Texto Giulia Barão
Poucos discordam de que um dos trunfos indicadores da grande arte é sua resistência à passagem do tempo. Sobrevivência que se torna ainda mais assombrosa quando não se deve apenas ao valor estético da obra, mas ao fato de representar questões humanas que preferíamos crer serem coisa antiga e superada (ah, o progresso!). Caesar – como construir um império, adaptação da peça de William Shakesperare pelo Diretor Roberto Alvim, tem a potencialidade desse duplo assombro.
Segundo revelado pela equipe da peça, a ideia de montá-la surgiu em 2014, por ocasião dos debates entre os candidatos à presidência da República e as discussões acaloradas que eles geraram entre o eleitorado. É isso mesmo: o cenário pré-eleitoral brasileiro fez Roberto Alvim se lembrar desta obra dramatúrgica escrita por Shakespeare no final do século XVI, baseada em acontecimentos históricos do primeiro século a. C. Terá sido pela maleabilidade discursiva dos candidatos ou a polarização simplista dos posicionamentos no velho esquema amigo-inimigo? Pois no cerne desta obra de Shakespeare está o abismo – que tentamos constantemente amenizar – entre a razão pública e os afetos e motivações particulares.
Não só por causa desse eco contemporâneo das falas da peça, mas também por uma preferência estilística do diretor, o foco da montagem é o texto. Em cena, os dois atores e uma pianista, que interpreta a trilha original de Vladimir Safatle. O palco permanece a maior parte do tempo no escuro, enquanto canhões de luz focam os rostos dos atores e as mãos da pianista. Em determinados momentos pode ficar difícil prestar atenção no que falam atores, porque o piano soa como uma terceira voz. O que não deixa de ser interessante – mais que trilha sonora, a música ao vivo acaba se tornando uma personagem de fundo, interpeladora: como se as vibrações das notas fizessem tremer os discursos dos políticos romanos, evidenciando sua fragilidade.
Discursos que também ganham ênfase pelo primoroso trabalho de voz dos atores Caco Ciocler e Carmo Dalla Vecchia.

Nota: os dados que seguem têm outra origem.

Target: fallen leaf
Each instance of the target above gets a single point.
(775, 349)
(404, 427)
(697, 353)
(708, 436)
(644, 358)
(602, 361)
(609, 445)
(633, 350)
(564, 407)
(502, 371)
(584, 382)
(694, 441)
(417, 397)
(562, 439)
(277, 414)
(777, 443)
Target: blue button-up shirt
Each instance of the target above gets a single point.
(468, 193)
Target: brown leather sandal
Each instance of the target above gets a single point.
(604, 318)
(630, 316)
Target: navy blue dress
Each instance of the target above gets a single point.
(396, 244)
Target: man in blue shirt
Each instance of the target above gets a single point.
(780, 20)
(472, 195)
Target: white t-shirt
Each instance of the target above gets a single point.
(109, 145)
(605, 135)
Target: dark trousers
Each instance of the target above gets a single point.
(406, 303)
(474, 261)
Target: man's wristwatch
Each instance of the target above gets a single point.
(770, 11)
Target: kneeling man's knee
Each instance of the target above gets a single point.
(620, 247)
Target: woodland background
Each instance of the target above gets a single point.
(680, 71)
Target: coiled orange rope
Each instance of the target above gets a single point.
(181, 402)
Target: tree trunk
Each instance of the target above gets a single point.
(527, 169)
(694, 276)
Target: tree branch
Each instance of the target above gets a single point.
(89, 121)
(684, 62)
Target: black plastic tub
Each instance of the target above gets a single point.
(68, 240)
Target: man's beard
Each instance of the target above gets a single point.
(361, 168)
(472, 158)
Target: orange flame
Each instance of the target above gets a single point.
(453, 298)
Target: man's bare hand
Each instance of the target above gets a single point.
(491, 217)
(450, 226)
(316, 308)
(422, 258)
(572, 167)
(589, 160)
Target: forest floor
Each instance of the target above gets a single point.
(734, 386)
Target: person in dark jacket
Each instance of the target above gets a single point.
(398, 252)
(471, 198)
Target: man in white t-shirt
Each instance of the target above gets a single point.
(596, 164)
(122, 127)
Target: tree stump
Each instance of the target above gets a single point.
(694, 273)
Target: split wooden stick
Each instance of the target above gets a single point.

Os dois se alternam na interpretação dos personagens da trama, que conta a conspiração que levou ao assassinato de Julio César, em pleno Senado romano, por múltiplas facadas. César era amado pelo povo e sua crescente popularidade gera temor por parte de seus colegas de governo. Temor ou inveja? Seu assassinato é justificado sob o argumento do benefício público: matamos o homem antes que ele se torne um tirano. Mas como garantir que ele se tornaria um tirano? E se ele se tornasse, não seria possível reverter a situação por meio da política e não do crime? Que bem público pode realmente advir de um assassinato?
A morte de César é sucedida por monólogos e diálogos que evidenciam a falibilidade da suposta razão superior que justificaria o homicídio, e as motivações pessoais que na verdade estavam ali implicadas. Em vez de ser sepultado como tirano, César recebe as homenagens de um homem honrado. Em vez de serem julgados pelo crime, os perpetradores sofrem a retaliação pelas mãos do povo romano. Ou por sua consciência pesada. (Sim, estou evitando spoilers. Vale a pena ler o texto na íntegra!)
Onde falha o poder, vigora a violência, já disse Hannah Arendt. Da Roma Antiga ao Brasil contemporâneo, a promessa da política segue sendo a de criar um espaço público governado por outras leis que não as da vaidade humana. Dói lembrar que falhamos nisso diariamente. Dói um pouco menos quando isso é feito por uma obra dramatúrgica de alta qualidade.
Caesar foi apresentado nos dias 8, 9 e 10 de setembro no teatro Renascença, como parte da programação da 22ª edição do Porto Alegre Em Cena, que segue até o dia 20 deste mês.